Cost of care takes centre stage; care savings limits to be lifted to £50,000 by April

(Title Image: BBC Wales)

This is part of a double-bill of debates on paying for social care.

On Tuesday, a separate debate in government time was held on a review carried out by Prof. Gerald Holtham (pdf) – I was unable to cover it due to some technical issues (which seem to have been fixed).

The Welsh Government have announced plans for an inter-ministerial group to further consider the proposals – including a social care levy. The Senedd backed the report by 38 votes to 3 with 10 abstentions – only UKIP seemed to have a problem with it but offered no alternatives.

This second debate, which took place yesterday, was on a report by the Finance Committee covering the same topic.
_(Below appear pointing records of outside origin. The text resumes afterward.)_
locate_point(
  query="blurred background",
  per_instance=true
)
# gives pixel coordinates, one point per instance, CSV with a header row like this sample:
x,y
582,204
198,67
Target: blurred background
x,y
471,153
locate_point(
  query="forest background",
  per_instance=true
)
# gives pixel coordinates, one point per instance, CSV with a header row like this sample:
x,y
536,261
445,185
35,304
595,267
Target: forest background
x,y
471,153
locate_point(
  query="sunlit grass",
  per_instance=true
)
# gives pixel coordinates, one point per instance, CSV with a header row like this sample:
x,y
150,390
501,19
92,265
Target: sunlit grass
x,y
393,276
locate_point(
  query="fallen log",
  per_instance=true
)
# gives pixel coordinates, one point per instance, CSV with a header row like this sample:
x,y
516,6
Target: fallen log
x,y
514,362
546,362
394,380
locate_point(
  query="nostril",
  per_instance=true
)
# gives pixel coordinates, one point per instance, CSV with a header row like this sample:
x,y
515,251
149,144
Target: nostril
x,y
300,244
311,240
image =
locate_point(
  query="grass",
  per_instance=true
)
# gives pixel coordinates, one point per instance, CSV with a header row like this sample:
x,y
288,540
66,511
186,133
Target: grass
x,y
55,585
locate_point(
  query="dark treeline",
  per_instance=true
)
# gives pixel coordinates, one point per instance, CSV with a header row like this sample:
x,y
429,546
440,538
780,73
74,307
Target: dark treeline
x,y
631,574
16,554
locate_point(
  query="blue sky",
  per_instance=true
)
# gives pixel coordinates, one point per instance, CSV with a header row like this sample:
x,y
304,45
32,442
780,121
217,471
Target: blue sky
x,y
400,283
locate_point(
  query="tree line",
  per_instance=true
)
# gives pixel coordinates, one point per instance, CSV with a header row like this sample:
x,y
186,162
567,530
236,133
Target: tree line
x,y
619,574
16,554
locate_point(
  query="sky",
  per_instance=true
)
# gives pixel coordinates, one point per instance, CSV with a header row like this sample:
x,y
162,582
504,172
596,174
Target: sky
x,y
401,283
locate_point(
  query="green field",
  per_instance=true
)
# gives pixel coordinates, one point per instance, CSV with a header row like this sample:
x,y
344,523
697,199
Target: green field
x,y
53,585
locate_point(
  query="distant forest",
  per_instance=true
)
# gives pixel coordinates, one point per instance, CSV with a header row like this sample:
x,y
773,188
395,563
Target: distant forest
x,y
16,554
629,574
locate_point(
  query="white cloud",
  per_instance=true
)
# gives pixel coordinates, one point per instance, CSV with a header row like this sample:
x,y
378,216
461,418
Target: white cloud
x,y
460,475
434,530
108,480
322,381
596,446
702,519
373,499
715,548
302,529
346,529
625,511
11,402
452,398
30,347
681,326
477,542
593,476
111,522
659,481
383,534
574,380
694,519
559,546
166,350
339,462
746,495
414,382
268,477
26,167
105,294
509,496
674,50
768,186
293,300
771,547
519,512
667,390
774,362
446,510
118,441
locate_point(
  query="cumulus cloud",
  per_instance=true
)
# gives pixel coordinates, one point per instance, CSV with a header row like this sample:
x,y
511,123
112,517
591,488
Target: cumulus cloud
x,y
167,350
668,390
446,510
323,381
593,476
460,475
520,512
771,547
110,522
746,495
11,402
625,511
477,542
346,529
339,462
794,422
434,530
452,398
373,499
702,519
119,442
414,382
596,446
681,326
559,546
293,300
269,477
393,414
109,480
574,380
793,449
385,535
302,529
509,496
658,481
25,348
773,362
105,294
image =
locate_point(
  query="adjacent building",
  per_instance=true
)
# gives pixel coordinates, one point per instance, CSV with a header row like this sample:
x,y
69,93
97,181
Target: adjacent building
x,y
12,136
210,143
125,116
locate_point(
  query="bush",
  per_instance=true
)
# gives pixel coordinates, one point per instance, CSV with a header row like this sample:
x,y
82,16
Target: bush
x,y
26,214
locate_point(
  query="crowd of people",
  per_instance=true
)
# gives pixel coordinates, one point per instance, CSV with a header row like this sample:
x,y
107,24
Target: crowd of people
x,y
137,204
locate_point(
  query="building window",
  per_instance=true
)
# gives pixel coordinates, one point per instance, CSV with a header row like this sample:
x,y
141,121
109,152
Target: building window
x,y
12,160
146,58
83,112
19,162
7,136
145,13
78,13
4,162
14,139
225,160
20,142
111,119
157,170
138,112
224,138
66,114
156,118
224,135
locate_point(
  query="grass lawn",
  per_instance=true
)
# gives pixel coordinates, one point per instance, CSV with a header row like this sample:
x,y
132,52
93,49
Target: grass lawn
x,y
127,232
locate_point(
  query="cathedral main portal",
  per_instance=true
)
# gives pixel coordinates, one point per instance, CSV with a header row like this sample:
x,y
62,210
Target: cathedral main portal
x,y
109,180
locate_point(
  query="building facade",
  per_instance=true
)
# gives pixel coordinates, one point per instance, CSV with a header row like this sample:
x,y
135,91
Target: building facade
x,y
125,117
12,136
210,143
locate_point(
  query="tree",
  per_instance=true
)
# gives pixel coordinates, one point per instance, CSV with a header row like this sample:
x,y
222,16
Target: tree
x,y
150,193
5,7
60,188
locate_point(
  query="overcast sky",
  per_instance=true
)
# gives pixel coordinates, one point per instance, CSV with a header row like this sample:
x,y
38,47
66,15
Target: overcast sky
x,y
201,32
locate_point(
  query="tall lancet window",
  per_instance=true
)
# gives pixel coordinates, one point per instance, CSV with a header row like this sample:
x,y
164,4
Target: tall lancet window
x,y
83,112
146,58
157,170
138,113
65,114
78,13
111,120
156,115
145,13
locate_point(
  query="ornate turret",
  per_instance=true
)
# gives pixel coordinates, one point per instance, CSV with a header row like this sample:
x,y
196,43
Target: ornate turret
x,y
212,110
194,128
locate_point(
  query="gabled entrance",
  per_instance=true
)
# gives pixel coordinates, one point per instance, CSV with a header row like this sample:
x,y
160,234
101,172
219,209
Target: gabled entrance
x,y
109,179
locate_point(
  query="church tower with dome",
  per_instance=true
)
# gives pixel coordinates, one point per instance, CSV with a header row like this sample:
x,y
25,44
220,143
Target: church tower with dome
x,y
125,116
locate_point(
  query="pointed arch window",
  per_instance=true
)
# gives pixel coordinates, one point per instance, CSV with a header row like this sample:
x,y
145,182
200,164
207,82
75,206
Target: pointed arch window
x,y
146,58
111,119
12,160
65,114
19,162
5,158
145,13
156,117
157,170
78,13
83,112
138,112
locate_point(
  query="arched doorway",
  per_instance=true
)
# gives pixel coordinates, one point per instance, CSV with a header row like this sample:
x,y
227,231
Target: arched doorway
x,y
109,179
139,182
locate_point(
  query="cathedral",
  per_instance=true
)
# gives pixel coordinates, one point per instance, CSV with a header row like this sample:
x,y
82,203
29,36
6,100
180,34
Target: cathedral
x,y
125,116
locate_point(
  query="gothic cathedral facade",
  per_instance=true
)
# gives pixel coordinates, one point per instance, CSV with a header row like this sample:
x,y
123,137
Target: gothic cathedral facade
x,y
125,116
Fragmented and complicated

Chair of the Finance Committee, Llyr Gruffydd AM (Plaid, North Wales), would’ve preferred a more joined-up debate to include the government debate as the issue of paying for care was already fragmented and complicated enough.

Spending on social care has been protected in relevant terms, but spending per-person on the over-65s has decreased due to an increase in the number of over-65s. Unpaid carers – estimated to total 370,000 and carrying out work worth £8billion a year – also face pressures.
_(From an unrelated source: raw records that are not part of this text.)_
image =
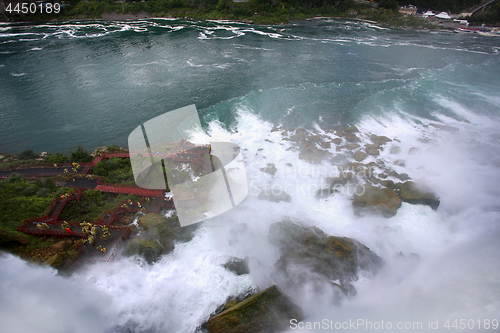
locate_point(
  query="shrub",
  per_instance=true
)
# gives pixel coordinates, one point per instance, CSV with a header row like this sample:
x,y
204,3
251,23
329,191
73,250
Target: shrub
x,y
27,155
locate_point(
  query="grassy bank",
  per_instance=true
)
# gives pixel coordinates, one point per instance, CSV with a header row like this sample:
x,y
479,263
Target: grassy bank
x,y
255,11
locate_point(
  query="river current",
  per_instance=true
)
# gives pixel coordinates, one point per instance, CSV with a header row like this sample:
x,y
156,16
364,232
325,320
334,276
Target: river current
x,y
93,82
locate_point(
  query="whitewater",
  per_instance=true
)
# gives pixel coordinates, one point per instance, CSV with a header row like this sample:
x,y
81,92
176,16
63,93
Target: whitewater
x,y
94,82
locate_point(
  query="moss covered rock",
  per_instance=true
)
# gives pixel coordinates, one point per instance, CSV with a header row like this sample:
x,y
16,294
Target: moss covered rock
x,y
265,312
55,261
415,194
158,236
377,201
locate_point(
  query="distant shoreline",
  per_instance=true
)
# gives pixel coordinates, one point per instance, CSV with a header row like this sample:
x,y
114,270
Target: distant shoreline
x,y
425,24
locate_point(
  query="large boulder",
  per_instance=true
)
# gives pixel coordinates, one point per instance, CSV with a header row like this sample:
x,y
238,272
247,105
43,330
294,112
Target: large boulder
x,y
379,140
55,261
416,194
377,201
270,169
307,252
238,266
158,236
265,312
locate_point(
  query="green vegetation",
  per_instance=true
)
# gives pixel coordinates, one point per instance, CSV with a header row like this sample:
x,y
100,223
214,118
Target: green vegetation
x,y
490,15
115,170
21,200
91,205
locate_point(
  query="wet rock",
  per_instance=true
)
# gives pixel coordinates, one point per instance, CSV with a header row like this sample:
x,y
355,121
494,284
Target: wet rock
x,y
238,266
150,249
372,146
352,129
387,183
323,193
55,261
401,163
270,169
62,245
299,136
324,144
312,154
9,239
274,195
412,193
352,137
376,201
395,150
359,156
158,236
379,140
351,146
265,312
446,128
400,176
306,251
414,151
“The Committee heard concerns too around financial and staffing pressures in the care sector. We were concerned to hear that, in some cases, providers of domiciliary care are responding by handing back contracts to local authorities as they are not financially viable on the fee levels paid.”
– Committee Chair, Llyr Gruffydd

He spoke of recruitment and retention problems and called for social care staff to be held in the same esteem as those working in the NHS. This was later echoed by Nick Ramsay AM (Con, Monmouth):

“Care Forum Wales said that care workers can often earn more stacking shelves, unbelievably, than working in the sector, or that’s the perception, at least, and that cannot be right. I’m pleased the Minister has committed to raising the profile of social care workers so that it can be seen as a more positive career choice because that was certainly lacking from the evidence that we took from the sector.”
– Nick Ramsay AM

Nick didn’t seem either for or against a social care levy, but did wonder how such a thing would be sold to the public – is it a tax or a form of compulsory insurance?

Demand for care is increasing

Dr Dai Lloyd AM (Plaid, South Wales West) told the chamber he was regularly seeing the increasing demand for social care in his work as a GP, but the threshold at which councils will pay some of the costs was increasing year on year as they try to balance the books.

Simply telling older people they need to pay for more of their own care isn’t a viable option for many and in those cases, the entire burden will fall on the family.

“….we have a partly private system, partly public system, and partly charitable. That’s what health was before Aneurin Bevan insisted on the establishment of a comprehensive national health service to save lives.”
– Dr Dai Lloyd AM

Mark Isherwood AM (Con, North Wales) called for greater use of co-production to allow service users and providers to work together to develop how social care is delivered. This is supposed to be done already as part of regulations made under the Social Services & Wellbeing Act 2014 but isn’t being implemented as intended.

Sustainability at its core

Finance Minister, Rebecca Evans (Lab, Gower) told AMs that a number of the Committee’s recommendations – such as a review of carers assessments and changes to how much people in care can keep in savings and assets – are already being undertaken.

“I’m pleased to confirm the completion of our….commitment to increase the capital that those in residential care can retain without having to pay for their care. This was to raise the figure from £24,000 to £50,000 within this Assembly term. This amount is currently at £40,000 and we intend to raise it to the full £50,000 from April (2019).”
– Finance Minister, Rebecca Evans

A public awareness campaign to emphasise the importance of social care and how it’s paid for will be launched soon too. In addition, a social care levy will be, as said, be investigated as part of the inter-ministerial group announced yesterday.